JOURNAL ARTICLE
REVIEW

The cavovarus foot deformity. Etiology and management

W P McCluskey, W W Lovell, R J Cummings
Clinical Orthopaedics and related Research 1989, (247): 27-37
2676298
The cavovarus foot is a complex deformity of the forefoot and hindfoot, frequently of neuropathologic etiology. A progressive spinal or peripheral neuromuscular disorder must be excluded by a thorough clinical evaluation. With the failure of nonoperative modalities, surgical options depend on patient age, etiology of the deformity, and the constellation and flexibility of the defects observed.

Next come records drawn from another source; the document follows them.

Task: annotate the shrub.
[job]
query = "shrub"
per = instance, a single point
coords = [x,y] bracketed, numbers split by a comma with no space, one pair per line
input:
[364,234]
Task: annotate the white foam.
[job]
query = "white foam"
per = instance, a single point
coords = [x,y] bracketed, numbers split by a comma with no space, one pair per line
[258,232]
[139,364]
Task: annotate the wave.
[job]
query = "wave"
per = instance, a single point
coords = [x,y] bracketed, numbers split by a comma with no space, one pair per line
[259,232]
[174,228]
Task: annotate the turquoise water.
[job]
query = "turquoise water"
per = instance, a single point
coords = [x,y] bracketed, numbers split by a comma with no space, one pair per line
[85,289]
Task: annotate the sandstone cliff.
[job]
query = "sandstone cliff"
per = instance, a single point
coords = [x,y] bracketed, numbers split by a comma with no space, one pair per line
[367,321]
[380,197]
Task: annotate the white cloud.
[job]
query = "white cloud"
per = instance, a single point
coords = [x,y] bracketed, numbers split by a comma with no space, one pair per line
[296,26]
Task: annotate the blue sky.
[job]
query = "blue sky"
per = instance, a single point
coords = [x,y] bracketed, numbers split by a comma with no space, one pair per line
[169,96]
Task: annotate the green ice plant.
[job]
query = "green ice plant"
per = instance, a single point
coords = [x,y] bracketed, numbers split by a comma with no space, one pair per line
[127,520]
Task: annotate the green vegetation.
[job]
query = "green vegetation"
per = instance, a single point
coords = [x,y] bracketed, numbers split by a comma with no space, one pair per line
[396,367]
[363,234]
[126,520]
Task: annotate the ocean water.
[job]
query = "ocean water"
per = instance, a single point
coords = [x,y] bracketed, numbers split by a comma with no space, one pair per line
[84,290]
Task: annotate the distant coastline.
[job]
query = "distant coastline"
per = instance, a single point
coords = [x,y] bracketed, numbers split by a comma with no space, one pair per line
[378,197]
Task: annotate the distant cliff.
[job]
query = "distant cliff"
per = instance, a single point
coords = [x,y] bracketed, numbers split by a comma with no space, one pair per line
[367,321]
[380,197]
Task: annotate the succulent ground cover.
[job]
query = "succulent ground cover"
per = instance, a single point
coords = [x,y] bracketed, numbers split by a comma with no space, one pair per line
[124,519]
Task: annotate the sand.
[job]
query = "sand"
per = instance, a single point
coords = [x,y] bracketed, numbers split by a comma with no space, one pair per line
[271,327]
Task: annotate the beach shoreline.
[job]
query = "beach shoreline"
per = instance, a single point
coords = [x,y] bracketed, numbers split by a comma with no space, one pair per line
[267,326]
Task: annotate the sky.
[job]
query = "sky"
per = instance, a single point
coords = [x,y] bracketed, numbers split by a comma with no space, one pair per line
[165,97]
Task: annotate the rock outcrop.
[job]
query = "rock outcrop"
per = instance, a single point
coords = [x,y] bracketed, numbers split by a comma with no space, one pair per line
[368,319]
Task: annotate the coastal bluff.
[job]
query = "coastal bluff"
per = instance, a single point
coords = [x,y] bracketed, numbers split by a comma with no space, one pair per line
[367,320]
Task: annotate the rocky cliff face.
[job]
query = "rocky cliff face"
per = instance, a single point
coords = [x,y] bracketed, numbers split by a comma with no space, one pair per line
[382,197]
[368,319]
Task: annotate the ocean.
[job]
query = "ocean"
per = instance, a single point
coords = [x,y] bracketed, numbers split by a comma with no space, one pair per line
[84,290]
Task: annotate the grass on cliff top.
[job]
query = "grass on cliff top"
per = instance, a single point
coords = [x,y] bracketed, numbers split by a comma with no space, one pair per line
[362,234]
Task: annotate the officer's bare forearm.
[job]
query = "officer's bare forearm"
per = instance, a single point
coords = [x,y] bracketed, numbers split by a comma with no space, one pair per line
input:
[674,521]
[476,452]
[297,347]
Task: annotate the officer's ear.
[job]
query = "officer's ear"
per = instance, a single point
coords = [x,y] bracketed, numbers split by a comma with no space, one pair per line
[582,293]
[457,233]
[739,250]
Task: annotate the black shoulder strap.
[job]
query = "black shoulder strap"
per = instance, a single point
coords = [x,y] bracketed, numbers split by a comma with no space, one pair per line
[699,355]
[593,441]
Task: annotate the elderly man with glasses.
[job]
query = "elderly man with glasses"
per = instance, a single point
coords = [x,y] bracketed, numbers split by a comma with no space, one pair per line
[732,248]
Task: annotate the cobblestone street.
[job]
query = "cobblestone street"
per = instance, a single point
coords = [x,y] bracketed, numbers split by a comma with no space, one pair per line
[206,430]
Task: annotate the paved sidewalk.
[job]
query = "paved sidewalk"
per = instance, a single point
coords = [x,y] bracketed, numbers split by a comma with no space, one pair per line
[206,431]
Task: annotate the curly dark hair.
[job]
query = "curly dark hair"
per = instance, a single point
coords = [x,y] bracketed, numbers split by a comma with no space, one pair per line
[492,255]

If the hindfoot varus is flexible, correction of the cavus and forefoot pronation through extensive plantar release and metatarsal osteotomies is reliable. The underlying muscle imbalance must be addressed through tendon transfers to prevent further progression. In the young child, a rigid hindfoot varus will often be corrected by a radical plantar-medial release, but the more mature foot may require midtarsal osteotomy and calcaneal osteotomy or triple arthrodesis. The surgery is usually staged to provide correction of deformity and stabilization of the hindfoot prior to tendo Achilles lengthening or tendon transfer. Arthrodesis of a previously well-corrected foot is common due to progression of the neurologic deficit or failure to achieve muscular balance. The claw toe deformity also must be corrected by tendon transfer, osteotomy, and arthrodesis for reasons of both comfort and function.